How do I show that the differential equation $x'=x^2$ has unstable solutions when $x(0)\geq 0$ but asymptotically stable solutions when $x(0)\leq0$?
Usually, I look at the eigenvalues of the matrix to determine stability of solutions, but since there is no matrix here, how do I approach this?

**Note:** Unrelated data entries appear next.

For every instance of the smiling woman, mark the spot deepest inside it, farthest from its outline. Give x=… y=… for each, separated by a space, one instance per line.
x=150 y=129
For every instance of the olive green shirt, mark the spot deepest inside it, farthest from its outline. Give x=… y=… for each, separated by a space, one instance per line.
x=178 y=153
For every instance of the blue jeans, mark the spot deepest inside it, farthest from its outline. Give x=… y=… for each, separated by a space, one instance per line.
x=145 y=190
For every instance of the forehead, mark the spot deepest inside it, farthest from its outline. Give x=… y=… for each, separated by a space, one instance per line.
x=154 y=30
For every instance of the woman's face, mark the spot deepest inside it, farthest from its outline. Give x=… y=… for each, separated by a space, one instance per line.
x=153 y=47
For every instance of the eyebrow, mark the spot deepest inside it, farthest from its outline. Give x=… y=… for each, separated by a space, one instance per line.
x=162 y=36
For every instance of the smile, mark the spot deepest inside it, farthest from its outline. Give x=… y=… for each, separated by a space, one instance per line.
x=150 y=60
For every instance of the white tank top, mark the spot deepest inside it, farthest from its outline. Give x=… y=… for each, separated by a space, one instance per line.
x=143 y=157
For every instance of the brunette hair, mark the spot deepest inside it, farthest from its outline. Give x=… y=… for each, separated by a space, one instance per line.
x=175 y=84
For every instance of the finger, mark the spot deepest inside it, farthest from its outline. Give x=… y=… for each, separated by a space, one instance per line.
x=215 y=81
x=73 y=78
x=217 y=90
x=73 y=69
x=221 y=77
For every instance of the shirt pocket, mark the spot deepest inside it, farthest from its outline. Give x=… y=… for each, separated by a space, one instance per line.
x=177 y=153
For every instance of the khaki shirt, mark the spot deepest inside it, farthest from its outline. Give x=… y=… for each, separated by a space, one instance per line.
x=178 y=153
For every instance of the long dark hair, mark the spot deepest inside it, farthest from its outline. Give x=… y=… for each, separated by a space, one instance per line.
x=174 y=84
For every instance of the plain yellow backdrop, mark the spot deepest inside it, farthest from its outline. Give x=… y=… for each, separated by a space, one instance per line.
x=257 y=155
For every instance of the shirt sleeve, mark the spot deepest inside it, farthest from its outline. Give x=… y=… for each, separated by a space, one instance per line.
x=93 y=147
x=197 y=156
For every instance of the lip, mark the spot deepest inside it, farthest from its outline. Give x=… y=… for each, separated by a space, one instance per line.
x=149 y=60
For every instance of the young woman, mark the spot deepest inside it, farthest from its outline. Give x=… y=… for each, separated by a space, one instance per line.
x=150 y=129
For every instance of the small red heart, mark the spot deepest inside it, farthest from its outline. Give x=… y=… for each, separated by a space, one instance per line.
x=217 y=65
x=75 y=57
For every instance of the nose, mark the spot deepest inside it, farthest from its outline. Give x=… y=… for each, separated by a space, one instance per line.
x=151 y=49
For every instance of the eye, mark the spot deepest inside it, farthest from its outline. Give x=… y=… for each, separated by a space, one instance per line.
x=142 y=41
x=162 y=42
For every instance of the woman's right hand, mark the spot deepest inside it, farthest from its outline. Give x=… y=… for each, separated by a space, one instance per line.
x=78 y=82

Edit: the solutions are $x(t)=\frac{1}{c-t}$, but what can I do with this?
On
Qualitative analysis of ODEs gives an answer to the questions. Namely, the behaviour of solutions of $x' = f(x)$ follows from the form of function $f(x)$. Zeros of $f(x)$ gives stationary points, so $x$ approaches asymptotically to them, provided that an appropriate initial condition is taken. From the equation, it follows that $f(x)$ is a rate of variation of $x$. Therefore, if $f(x) > 0$, then x grows, while, when $f(x) < 0$, $x$ decreases. It is helpful to plot $f(x)$ as a function of $x$, then those $x$ that have positive (negative) $f(x)$ are increased (are decreased). These arguments can be easily appiled for the equation in the question.
suppose $x(0) = k.$ then the solution is $$x = \frac 1{t + 1/k }, -1/k < t < \infty$$ the graph is monotone increasing on the domain and $\lim_{t \to \infty} x(t) = 0.$
this solution approaches zero but not expentailly; it approaches zero like $\frac1t.$ i don't this the solution is asymptotically stable; just stable.